Nederland heeft een nieuwe Tweede Kamer gekozen. Wat kan nu verwacht worden op het gebied van milieu- en afvalbeleid?
Op het eerste gezicht lijkt de (nog niet definitieve) uitslag van de Tweede Kamerverkiezingen van gisteren geen politieke aardverschuiving voor klimaat en milieu op te leveren. In coronatijd gaat de kiezer graag voor de bekende weg, zo lijkt het. De VVD blijft de grootste partij, D66 heeft een opmerkelijke groei doorgemaakt. Hoewel het CDA wel enkele zetels inlevert, zou de bestaande coalitie in huidige vorm ook met een meerderheid door kunnen – mogelijk zelfs zonder de ChristenUnie, die waarschijnlijk stabiel blijft. Daarbij is het natuurlijk altijd afwachten wat er uit de formatieperiode komt. Met een sterker D66 zou een volgend kabinet ook meer focus op milieu en klimaat kunnen leggen. De partij zette tijdens de campagne sterk in op deze onderwerpen.

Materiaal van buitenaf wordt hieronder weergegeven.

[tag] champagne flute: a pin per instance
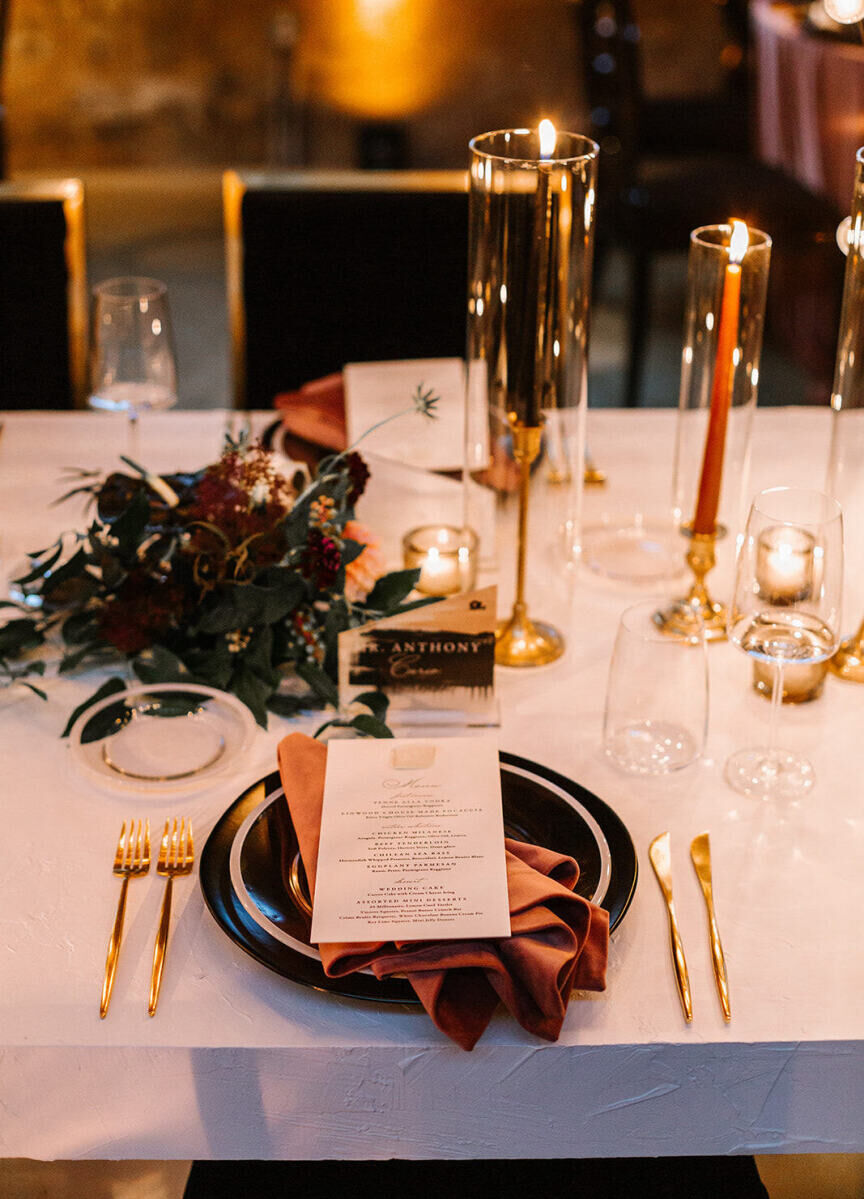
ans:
(786, 609)
(132, 360)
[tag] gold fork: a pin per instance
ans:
(176, 856)
(132, 856)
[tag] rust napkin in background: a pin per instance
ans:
(559, 940)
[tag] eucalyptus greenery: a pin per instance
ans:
(224, 577)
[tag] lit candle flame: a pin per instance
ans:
(738, 242)
(549, 136)
(846, 12)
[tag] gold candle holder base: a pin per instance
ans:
(849, 661)
(683, 618)
(802, 682)
(521, 642)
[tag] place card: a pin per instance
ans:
(376, 391)
(412, 842)
(437, 657)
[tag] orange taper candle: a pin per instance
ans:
(708, 499)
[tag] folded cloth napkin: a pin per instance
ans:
(559, 940)
(315, 413)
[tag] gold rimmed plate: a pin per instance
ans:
(161, 739)
(255, 889)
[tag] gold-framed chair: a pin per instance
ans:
(43, 295)
(326, 267)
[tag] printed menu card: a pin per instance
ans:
(412, 842)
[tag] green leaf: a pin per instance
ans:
(351, 550)
(246, 604)
(19, 636)
(158, 664)
(131, 524)
(375, 700)
(70, 661)
(74, 566)
(211, 667)
(370, 727)
(288, 705)
(391, 590)
(108, 688)
(320, 682)
(253, 692)
(43, 565)
(80, 627)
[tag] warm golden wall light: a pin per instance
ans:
(378, 59)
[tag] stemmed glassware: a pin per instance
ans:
(786, 609)
(132, 360)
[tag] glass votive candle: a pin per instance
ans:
(446, 556)
(786, 565)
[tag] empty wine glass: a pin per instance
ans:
(786, 609)
(132, 361)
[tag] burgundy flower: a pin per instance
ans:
(140, 613)
(321, 559)
(358, 476)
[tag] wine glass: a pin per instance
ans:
(786, 609)
(132, 360)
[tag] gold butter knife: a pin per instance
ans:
(660, 859)
(700, 854)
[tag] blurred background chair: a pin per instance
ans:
(42, 295)
(346, 266)
(670, 164)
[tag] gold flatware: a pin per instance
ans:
(660, 860)
(176, 857)
(132, 857)
(700, 855)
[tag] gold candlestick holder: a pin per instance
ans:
(849, 661)
(684, 616)
(520, 640)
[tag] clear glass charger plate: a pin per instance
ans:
(161, 739)
(255, 889)
(634, 549)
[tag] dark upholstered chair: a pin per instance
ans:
(344, 266)
(666, 167)
(42, 295)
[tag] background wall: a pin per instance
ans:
(119, 83)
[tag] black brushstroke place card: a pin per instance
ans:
(431, 660)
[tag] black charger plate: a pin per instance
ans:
(539, 806)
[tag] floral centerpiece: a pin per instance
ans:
(230, 576)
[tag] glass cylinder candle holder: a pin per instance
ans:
(704, 356)
(845, 481)
(531, 217)
(726, 287)
(446, 558)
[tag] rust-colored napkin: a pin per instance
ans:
(559, 940)
(315, 413)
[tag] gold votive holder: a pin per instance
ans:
(445, 555)
(802, 681)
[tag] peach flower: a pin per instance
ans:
(362, 573)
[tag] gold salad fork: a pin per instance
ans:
(132, 857)
(176, 856)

Aan de linkerzijde van het politiek spectrum verliezen de partijen flink. De ochtend na de verkiezingen staan PvdA, GroenLinks, SP en PvdD op een gezamenlijk aantal van 31 zetels. Daarmee leveren ze een kwart van hun zetels in en is een blok aan steun voor groener milieubeleid gedecimeerd. Nieuwkomer Volt, die ook een groener en meer pro-Europa profiel heeft, kan dit verlies niet compenseren. Aan de rechterzijde zijn FvD en JA21 juist gegroeid – partijen die doorgaans weinig op hebben met circulaire economie en duurzaamheid. Net als de PVV, die onlangs een klein zetelverlies nog steeds de derde grote partij is. Moties over groene onderwerpen zullen het in de toekomst dus waarschijnlijk niet makkelijker gaan krijgen.